The ERC has even made a complaint to Spain’s electoral authority about Sánchez’s decision and subsequent interview on Spanish state TV, claiming it could have breached electoral rules by favouring the PSOE candidacy in the Catalan election.

Junts general secretary Jordi Turull, meanwhile, has accused Sánchez of “interfering in the Catalan election.”

Remember, these are the parties that prop up the Sánchez government at the national level.

Protesters hold up a banner reading “Pedro (Sánchez), traitor” and “Spain is not for sale” during an anti-amnesty protest in Madrid. (Photo by Pierre-Philippe MARCOU / AFP)

Potential scenarios

So, it’s safe to say that things are tense in Spanish politics. Sánchez has angered a lot of people with his period of reflection — not only his opponents but also those who prop up his government in Congress. Conversely, the move does seem to have increased PSOE support overall ahead of polling day, and the PSC seems to be on course to win in Catalonia.
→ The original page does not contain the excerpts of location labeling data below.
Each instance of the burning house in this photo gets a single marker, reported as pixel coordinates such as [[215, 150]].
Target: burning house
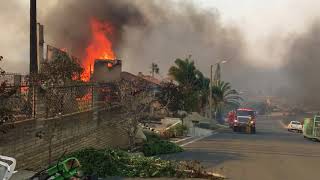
[[106, 70]]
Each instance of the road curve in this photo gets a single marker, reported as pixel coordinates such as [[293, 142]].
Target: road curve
[[271, 154]]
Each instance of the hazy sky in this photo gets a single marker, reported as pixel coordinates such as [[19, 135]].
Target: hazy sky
[[267, 24], [259, 20]]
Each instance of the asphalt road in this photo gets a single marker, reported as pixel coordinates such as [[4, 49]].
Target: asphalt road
[[271, 154]]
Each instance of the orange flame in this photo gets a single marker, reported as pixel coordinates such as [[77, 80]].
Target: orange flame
[[100, 46]]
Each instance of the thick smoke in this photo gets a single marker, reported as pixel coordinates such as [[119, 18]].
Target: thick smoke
[[149, 31], [14, 43], [303, 67]]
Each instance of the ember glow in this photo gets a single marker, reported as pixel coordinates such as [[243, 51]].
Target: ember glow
[[100, 46]]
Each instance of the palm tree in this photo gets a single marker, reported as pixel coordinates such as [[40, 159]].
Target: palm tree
[[185, 72], [192, 82], [223, 95]]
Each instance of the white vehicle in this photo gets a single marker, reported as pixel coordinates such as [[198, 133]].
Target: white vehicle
[[295, 126], [7, 166]]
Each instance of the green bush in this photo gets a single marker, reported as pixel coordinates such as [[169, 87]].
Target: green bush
[[110, 162], [156, 146]]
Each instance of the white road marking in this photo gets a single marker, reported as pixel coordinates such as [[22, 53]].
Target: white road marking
[[198, 139], [283, 125], [182, 139]]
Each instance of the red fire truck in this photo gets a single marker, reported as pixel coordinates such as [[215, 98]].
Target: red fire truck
[[243, 119]]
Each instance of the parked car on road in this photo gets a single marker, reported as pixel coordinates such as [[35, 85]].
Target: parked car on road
[[295, 126], [243, 119], [311, 128]]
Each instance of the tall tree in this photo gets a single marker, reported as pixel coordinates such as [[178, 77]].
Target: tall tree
[[223, 95]]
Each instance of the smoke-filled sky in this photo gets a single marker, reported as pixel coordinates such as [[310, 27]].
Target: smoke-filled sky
[[259, 38]]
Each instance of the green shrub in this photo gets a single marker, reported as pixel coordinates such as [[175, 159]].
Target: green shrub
[[156, 146], [110, 162]]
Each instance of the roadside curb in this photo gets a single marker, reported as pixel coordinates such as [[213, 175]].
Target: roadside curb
[[192, 139]]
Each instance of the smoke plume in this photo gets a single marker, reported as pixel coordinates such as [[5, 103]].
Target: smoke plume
[[303, 67]]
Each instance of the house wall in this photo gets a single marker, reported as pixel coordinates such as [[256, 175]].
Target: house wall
[[29, 142]]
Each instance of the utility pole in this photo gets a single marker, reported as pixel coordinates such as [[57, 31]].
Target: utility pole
[[210, 96], [33, 37]]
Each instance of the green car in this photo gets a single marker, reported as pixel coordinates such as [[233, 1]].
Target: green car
[[311, 128]]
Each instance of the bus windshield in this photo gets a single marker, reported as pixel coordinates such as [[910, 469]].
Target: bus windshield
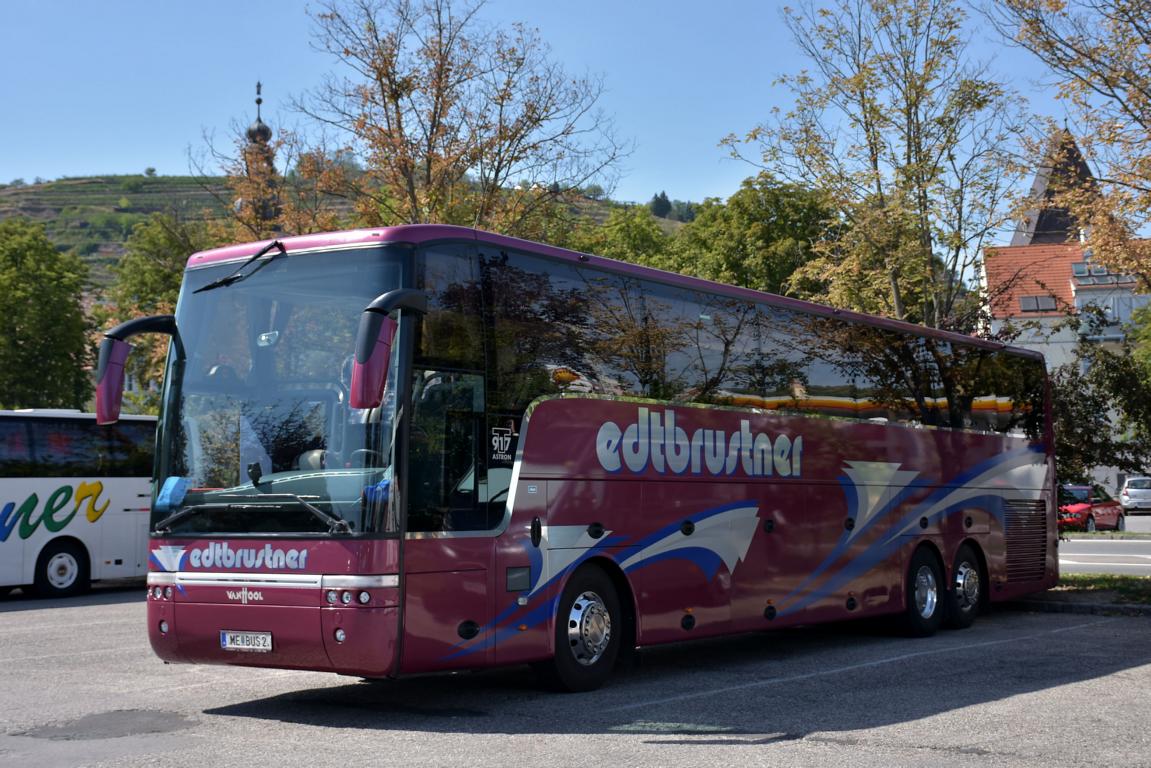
[[258, 433]]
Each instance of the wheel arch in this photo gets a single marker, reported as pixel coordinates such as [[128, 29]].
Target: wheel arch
[[33, 567], [982, 557], [905, 567], [625, 593]]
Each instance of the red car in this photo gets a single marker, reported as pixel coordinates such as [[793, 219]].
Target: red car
[[1089, 508]]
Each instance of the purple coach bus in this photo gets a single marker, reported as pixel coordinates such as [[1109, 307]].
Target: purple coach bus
[[427, 448]]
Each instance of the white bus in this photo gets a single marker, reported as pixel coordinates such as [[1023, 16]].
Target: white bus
[[74, 499]]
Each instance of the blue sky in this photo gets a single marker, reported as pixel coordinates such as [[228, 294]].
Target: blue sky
[[104, 86]]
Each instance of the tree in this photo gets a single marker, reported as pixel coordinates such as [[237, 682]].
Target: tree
[[1099, 54], [631, 234], [757, 238], [147, 282], [44, 351], [911, 143], [1102, 402], [660, 205], [447, 114]]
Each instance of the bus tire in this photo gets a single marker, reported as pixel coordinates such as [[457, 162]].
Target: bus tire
[[965, 598], [588, 630], [925, 594], [61, 570]]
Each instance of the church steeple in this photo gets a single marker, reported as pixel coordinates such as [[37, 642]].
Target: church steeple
[[1064, 168], [258, 132]]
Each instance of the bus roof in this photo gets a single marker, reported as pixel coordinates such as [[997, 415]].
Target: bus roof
[[66, 413], [419, 234]]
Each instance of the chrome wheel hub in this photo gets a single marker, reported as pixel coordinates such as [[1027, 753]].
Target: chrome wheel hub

With no party likely to win an absolute majority, the Catalan results on May 12th will require coalitions, which could in turn have a ripple effect on alliances in Madrid. This is principally because there is a possibility that ERC or Junts could be left out of the Generalitat, which could remove the incentive for one (or even both, in the unlikely event of a PSC absolute majority) pro-independence parties to keep Sánchez in the Moncloa, or at the very least to demand more from him.

The polls suggest the most likely outcome is the PSC winning the elections but needing the support of ERC. At the national level, this could lead to a split in the separatist movement and would leave Junts’ support in Congress up in the air. Junts could theoretically withdraw its support, topple the government, and trigger further general elections.

READ ALSO: Carles Puigdemont, Spain’s separatist kingmaker

Another scenario touted by political pundits is that pro-independence parties could again win an absolute majority between them. This would heap further political pressure on Sánchez, who, after already spending a lot of political capital on the amnesty law, would likely be pressured for further concessions from the Generalitat, namely another referendum but also changes to the amnesty law. Separatist parties would point to their victory, against polling predictions, as a mandate for pushing the pro-independence movement further.

Of course, there’s also the (admittedly unlikely) possibility that Junts per Catalunya win an absolute majority and Puigdemont becomes President of the region, something that would set the scene for his return to Spain and send shockwaves through Spanish politics.

Perhaps there is no better indication of how important this election is than the fact that Sánchez’s first public appearance since his ‘will he, won’t he’ resignation stunt was at the Fería de Barcelona.

Whatever happens in Catalonia on May 12th, two things seem certain: firstly, that people from across the country will be tuning in for the results; and secondly, as the last few years have shown, predictions are essentially useless and anything can happen in Spanish politics.